I went back to close up the church.

Chapter 8

EIGHT

THE next night, I went at once to Jackson Square. The terrible norther had finally come down into New Orleans, bringing with it a freezing wind. This sort of thing can happen at any time during the winter months, though some years it happens not at all. I'd stopped at my rooftop flat to put on a heavy wool overcoat, delighted as before that I had such feeling now in my newly bronzed skin.
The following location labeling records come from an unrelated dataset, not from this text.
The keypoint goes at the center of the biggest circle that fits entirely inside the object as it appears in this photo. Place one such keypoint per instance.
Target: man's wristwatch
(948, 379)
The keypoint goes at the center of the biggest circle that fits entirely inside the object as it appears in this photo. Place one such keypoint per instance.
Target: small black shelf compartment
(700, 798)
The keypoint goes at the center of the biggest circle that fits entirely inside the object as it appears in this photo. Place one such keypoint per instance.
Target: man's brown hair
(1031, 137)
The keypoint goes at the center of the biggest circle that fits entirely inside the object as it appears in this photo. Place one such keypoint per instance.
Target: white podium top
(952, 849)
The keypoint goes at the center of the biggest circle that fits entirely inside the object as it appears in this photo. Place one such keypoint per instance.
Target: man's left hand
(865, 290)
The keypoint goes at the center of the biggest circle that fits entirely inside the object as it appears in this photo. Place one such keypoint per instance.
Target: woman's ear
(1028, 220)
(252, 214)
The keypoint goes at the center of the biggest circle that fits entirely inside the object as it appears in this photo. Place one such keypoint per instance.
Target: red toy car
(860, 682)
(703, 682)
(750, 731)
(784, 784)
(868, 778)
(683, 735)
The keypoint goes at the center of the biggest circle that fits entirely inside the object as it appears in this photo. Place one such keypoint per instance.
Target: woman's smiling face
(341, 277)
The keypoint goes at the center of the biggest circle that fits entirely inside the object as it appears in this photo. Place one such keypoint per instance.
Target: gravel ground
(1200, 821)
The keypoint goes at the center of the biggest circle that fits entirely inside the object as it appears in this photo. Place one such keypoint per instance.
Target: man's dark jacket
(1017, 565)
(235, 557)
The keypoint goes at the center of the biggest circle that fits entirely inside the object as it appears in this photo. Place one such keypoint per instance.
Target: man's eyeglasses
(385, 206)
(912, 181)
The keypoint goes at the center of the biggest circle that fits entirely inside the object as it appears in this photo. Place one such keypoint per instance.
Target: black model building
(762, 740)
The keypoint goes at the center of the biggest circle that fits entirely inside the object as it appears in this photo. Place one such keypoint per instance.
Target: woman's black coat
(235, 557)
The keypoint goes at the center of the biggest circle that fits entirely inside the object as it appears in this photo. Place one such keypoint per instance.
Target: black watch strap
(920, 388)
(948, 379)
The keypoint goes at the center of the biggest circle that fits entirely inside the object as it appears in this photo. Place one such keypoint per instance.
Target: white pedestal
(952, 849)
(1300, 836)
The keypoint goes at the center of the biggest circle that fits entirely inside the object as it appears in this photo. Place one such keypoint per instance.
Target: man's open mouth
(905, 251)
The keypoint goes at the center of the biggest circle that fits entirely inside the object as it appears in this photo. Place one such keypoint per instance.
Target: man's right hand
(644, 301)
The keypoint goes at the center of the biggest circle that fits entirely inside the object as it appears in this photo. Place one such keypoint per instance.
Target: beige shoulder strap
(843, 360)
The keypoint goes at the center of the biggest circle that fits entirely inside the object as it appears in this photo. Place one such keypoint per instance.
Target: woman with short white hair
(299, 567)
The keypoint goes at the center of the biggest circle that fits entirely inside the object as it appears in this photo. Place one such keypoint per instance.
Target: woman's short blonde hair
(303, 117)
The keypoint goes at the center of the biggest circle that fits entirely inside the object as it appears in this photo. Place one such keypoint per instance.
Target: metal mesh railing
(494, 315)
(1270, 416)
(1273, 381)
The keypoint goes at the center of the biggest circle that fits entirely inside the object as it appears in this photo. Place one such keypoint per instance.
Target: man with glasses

A few tourists braved the weather to visit the cafes and bakeries still open near the cathedral; and the evening traffic was noisy and hurried. The greasy old Cafe du Monde was crowded behind its closed doors. I saw him immediately. What luck.

They had chained the gates of the square, as they always did now at sunset, a dreadful annoyance, and he was outside, facing the cathedral, looking anxiously about.

I had a moment to study him before he realized I was there. He was a little taller than I am, six feet two, I figured, and he was extremely well built, as I'd seen before. I'd been right about the age. The body couldn't have been more than twenty-five years old. He was clad in very expensive clothes-a fur-lined raincoat, very well tailored, and a thick scarlet cashmere scarf. When he saw me, a spasm passed through him, of pure anxiety and mad delight. That awful glittering smile came over him and vainly trying to conceal his panic, he fixed his eyes upon me as I made a slow, humanlike approach.